On Thu, 20 Nov 2008, Peter Alefounder wrote:
> 
> Gordon Scott <[EMAIL PROTECTED]> wrote:
> > > 2. At least 10 megapixels.
> >
> > It seems this is not necessarily a good thing.
> 
> Maybe so... but that is what I want. Some old documents can be
> quite hard to read, even the original item. What I want to achieve
> is at least 300dpi for an A4 page, or a little larger (these
> documents are not always convenient sizes), because I might have to
> join several images together. I expect to have to re-size, rotate
> and change perspective: for that, I find it is best to start with a
> higher resolution than I want to finish with.

But if the quatlity is worse than, say, an 5Mpx camera, it's still not 
delivering what you _need_.

This sounds like a time that you need to take a tough sample to a camera 
shop and try some real cameras.

If you need 10Mpx for the resolution, that my push you to a digital SLR, 
together with a comensurate price. 

BTW I think my earlier CCD pixel size should have read nanometers not 
micrometers.

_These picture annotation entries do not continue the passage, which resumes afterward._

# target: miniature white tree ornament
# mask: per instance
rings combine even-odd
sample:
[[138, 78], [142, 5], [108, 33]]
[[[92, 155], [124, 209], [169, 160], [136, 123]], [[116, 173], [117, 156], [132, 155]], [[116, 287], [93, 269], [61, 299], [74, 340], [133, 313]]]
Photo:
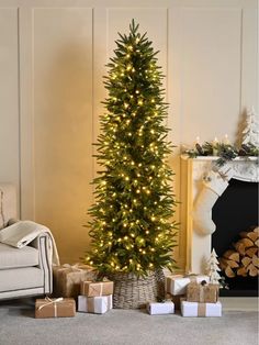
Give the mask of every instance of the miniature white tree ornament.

Doh!

> My thoughts exactly. No problem with a viewfinder for a distant
> target, but close-up I would rather see exactly what is on the CDD
> - particularly if the item needs to be done in sections. I've come
> across manorial court rolls with some pages several feet long. How
> do these cameras cope with things that are not flat? - not just
> because they've been rolled up for centuries, but parchment that
> wasn't flat to start with? Is there sufficient depth of focus?

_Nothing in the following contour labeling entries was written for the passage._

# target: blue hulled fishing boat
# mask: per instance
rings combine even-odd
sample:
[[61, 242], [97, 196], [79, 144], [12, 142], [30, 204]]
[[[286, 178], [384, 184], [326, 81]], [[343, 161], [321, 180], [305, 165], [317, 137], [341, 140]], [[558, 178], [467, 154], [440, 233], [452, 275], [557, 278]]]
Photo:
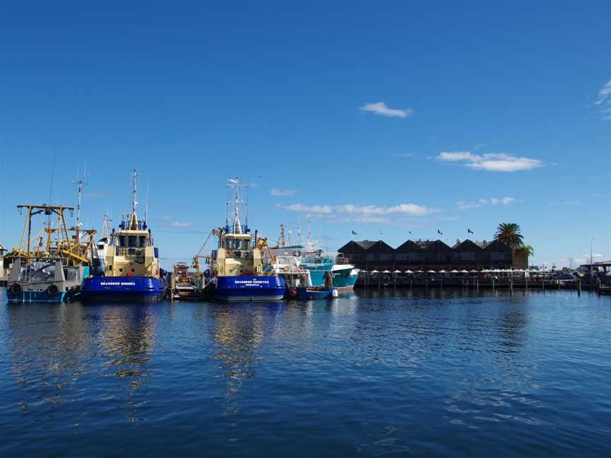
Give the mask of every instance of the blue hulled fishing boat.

Depth of field should not be a problem given half-decent lighting. I've 
been known to use a cheap (about a tenner)  halogen floodlight 
reflecting from foil or card to give a reasonably even and bright light. 
Flash from the camera often gives hotspots and glare on documents.
You'll presumably be using wide-ish angle lenses, to depth of field 
should be huge.

BTW, you'll need a colour balancing option or manual exposure control, 
as photographing white paper for example tends to fool auto exposures.

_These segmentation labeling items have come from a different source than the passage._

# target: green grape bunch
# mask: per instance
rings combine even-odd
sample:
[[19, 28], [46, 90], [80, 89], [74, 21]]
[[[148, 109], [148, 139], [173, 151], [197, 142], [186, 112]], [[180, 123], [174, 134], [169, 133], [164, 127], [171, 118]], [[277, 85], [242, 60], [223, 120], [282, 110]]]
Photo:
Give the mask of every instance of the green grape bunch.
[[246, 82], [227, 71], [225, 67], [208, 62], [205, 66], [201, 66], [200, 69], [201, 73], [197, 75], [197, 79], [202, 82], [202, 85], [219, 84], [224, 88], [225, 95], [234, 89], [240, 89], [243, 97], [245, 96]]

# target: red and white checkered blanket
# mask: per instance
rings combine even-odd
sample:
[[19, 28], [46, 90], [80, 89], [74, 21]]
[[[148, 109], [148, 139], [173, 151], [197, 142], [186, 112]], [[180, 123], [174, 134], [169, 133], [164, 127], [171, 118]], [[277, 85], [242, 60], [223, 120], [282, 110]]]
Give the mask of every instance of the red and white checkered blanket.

> [3], earlier MJU series cameras all appeared as USB mass storage,
> so I expect this one would do so as well.

The three Olympus digitals we have/nad (one was stolen) have all 
appeared as mass storage devices, though are also recognised as a camera 
.. I guess that may also offer PC control, but I've never tried it.


-- 
Gordon Scott                              http://www.gscott.co.uk

Haiku:          Tragic Irony
                Imagined Life Without Walls
                Windows Crash to Floor.

                Linux ... Because I like to *get* there today.